In the 1920s, well before diamonds become “forever,” jewelers attempted to popularize engagement rings for men (Zabell 2014). From the jewelers’ perspective, men wearing engagement rings would double their sales—a clear economic boon.
But despite manly names for the rings and ads featuring men holding cigarettes while sporting precious gems, the campaign made little progress. Perhaps the traditional connotation of the engagement ring as an "insurance plan" for later-jilted women—who may have lost their virginity and, for many at that time in history, much of their marriageability prospects post-engagement (Rupp 2013)—was too ingrained for couples to comprehend the sense of a male engagement ring.
Fast-forward to the 21st century when, while a gendered double standard of sexuality still remains strong, virginity is no longer a prerequisite for most women’s marriageability—and a broken engagement is far less of a stigma as well. The historic meaning of the engagement ring has been all but forgotten—many prospective grooms may buy a diamond ring without questioning why diamonds are the default or why we expect this bling to accompany proposals (Friedman 2015). Although more women do so today, there remains a strong societal norm for men to propose (Marcotte 2012); in general, women have made fewer advances toward equality in the private realms of love and family than they have in employment (England 2010).
However, expectations may be slowly changing.
A survey by The Knot suggests that 5% of newly-engaged men are advertising their “taken” status with manly bling (Zabell 2014). Some jewelers are explicitly retailing engagement rings for men—albeit generally much less expensive than those for women and sporting only a small diamond (Zabell 2014). Male celebrities, including Johnny Depp and Charlie Sheen, may be popularizing the trend (Fogarty 2014). In addition, jewelers report, gay men opt for diamond rings more often than straight men (Zabell 2014), breaking down some gendered expectations while opening new markets.
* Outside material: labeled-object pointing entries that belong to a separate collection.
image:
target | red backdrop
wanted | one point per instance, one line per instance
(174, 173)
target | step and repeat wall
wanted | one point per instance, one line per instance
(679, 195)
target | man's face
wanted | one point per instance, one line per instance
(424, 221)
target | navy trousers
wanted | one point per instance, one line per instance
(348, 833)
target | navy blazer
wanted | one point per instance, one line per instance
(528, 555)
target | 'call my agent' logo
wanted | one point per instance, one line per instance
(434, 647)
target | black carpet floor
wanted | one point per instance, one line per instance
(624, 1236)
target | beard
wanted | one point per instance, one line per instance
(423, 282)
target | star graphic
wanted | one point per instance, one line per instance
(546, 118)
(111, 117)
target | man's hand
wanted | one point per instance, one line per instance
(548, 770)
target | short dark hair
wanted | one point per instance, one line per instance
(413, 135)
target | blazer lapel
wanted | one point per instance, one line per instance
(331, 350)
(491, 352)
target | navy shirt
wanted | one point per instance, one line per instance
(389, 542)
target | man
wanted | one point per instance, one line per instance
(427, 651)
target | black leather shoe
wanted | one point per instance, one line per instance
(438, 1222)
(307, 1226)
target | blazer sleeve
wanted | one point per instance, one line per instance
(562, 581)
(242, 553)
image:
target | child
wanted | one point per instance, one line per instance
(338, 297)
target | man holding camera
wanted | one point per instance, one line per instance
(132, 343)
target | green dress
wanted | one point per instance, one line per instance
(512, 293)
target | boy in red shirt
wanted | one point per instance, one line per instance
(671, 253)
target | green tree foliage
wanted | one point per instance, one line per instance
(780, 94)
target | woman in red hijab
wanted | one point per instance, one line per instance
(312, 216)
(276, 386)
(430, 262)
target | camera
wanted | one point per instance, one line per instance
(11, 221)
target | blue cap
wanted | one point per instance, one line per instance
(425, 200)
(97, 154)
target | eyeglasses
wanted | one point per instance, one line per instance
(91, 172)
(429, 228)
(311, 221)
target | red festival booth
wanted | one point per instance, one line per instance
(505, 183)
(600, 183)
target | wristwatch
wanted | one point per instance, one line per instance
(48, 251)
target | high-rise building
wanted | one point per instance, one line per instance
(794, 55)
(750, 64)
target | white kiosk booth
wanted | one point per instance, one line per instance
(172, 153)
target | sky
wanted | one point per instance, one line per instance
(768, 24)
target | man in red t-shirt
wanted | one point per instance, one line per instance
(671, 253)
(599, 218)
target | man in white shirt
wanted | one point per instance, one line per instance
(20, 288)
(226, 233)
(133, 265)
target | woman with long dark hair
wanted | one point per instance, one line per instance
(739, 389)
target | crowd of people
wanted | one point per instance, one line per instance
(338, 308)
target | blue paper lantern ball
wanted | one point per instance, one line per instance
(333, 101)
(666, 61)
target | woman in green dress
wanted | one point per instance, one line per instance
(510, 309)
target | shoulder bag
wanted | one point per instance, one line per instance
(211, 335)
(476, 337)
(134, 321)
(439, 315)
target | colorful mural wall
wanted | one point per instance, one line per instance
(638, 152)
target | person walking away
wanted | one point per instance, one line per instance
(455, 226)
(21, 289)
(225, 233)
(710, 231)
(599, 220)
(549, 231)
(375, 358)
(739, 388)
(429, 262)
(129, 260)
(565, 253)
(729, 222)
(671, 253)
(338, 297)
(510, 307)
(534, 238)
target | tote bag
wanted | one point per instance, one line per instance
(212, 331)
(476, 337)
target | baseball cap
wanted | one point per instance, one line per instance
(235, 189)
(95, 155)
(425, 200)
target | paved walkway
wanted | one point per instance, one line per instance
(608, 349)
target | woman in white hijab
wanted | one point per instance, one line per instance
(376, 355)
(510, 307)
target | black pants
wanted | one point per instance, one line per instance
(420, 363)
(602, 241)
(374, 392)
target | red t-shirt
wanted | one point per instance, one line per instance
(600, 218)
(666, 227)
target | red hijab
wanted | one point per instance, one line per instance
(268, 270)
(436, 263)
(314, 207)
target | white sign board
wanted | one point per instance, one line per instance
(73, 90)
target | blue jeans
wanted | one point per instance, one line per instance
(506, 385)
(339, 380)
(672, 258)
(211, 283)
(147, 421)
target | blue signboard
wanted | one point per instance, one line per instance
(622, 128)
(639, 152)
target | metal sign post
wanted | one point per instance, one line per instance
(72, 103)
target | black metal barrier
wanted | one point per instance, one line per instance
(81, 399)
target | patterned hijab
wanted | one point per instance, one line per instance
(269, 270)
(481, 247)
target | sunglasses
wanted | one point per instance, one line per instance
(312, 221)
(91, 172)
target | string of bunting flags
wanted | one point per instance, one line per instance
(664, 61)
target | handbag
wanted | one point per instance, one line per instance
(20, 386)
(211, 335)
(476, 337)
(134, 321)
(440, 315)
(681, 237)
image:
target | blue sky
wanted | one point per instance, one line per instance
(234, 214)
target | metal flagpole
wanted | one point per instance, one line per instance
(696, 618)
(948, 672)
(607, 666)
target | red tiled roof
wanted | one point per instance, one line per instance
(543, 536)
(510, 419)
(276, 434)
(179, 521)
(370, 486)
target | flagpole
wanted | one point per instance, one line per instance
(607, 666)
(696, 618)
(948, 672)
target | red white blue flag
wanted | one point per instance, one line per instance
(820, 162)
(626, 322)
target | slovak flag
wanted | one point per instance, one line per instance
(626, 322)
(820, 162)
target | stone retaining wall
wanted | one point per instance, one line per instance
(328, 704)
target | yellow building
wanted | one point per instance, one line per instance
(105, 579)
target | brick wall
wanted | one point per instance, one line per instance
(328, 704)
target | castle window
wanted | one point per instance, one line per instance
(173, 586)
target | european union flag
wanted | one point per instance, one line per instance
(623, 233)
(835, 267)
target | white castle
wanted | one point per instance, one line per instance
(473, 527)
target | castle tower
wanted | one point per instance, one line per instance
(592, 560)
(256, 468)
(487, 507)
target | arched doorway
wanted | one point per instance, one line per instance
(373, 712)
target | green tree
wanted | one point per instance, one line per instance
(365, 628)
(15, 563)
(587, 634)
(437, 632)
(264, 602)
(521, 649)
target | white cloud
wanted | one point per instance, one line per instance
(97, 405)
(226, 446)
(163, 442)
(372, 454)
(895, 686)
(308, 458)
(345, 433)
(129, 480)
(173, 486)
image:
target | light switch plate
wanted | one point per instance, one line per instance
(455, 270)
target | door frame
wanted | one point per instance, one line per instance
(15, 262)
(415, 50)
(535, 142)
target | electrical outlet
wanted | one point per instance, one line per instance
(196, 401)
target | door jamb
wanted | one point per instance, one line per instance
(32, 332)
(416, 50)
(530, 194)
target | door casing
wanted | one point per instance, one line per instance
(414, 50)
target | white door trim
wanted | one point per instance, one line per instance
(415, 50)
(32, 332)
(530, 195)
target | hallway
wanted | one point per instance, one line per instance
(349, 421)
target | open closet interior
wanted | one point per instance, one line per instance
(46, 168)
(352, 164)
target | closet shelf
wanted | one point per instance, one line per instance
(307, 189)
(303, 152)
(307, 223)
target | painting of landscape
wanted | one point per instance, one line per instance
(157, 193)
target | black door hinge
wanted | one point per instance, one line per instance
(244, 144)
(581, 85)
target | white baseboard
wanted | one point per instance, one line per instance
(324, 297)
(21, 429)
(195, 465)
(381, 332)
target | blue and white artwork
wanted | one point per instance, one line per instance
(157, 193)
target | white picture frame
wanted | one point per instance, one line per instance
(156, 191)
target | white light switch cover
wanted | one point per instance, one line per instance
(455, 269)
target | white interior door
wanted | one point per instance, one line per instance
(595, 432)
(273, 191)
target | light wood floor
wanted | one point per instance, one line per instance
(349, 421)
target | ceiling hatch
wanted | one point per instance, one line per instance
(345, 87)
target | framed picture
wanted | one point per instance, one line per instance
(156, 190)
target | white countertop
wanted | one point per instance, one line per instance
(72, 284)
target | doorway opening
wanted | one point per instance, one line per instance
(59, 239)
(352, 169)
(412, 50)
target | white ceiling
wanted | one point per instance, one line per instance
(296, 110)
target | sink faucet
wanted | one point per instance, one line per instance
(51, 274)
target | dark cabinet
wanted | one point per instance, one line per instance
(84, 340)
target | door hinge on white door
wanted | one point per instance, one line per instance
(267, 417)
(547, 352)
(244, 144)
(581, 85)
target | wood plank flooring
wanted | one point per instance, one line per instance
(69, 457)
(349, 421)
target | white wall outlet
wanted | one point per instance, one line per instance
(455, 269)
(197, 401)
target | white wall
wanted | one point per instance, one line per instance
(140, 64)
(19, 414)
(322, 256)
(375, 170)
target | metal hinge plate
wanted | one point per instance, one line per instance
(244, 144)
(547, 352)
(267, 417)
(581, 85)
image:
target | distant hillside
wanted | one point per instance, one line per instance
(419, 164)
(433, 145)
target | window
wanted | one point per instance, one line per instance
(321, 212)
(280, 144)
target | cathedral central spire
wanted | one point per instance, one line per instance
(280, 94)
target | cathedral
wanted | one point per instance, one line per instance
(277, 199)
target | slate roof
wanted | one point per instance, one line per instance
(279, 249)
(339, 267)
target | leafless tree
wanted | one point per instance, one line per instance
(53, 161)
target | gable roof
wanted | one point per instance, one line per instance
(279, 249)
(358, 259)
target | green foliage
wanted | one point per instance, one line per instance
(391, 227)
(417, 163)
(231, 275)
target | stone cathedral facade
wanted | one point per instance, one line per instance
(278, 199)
It is also possible that women’s increasing earning power is changing the gendered financial norms of courtship, updating expectations regarding the one-way gift of an expensive ring. In any case, as men in diamond rings become more common, even more males may decide that they also yearn for a bit of bling on their finger.
Notwithstanding the problematic gendered history of female engagement rings (Rupp 2013) and the commercially invented nature of the diamond ring “tradition” in the first place (Friedman 2015), the "mangagement ring" is potentially a promisingly-egalitarian trend. Certainly, the merit of expressing our love by buying overpriced diamonds can be debated (Friedman 2015; Rupp 2013). But since it doesn’t seem that most women are likely to forego engagement rings anytime soon, the best bet for gender-egalitarian engagements may be to encourage men to start wearing rings too. Perhaps the mangagement ring can begin to erode the gendered double standards around proposals—and the related stereotypes that women want marriage more than men do. Such stereotypes are certainly inaccurate (see: McClintock 2014).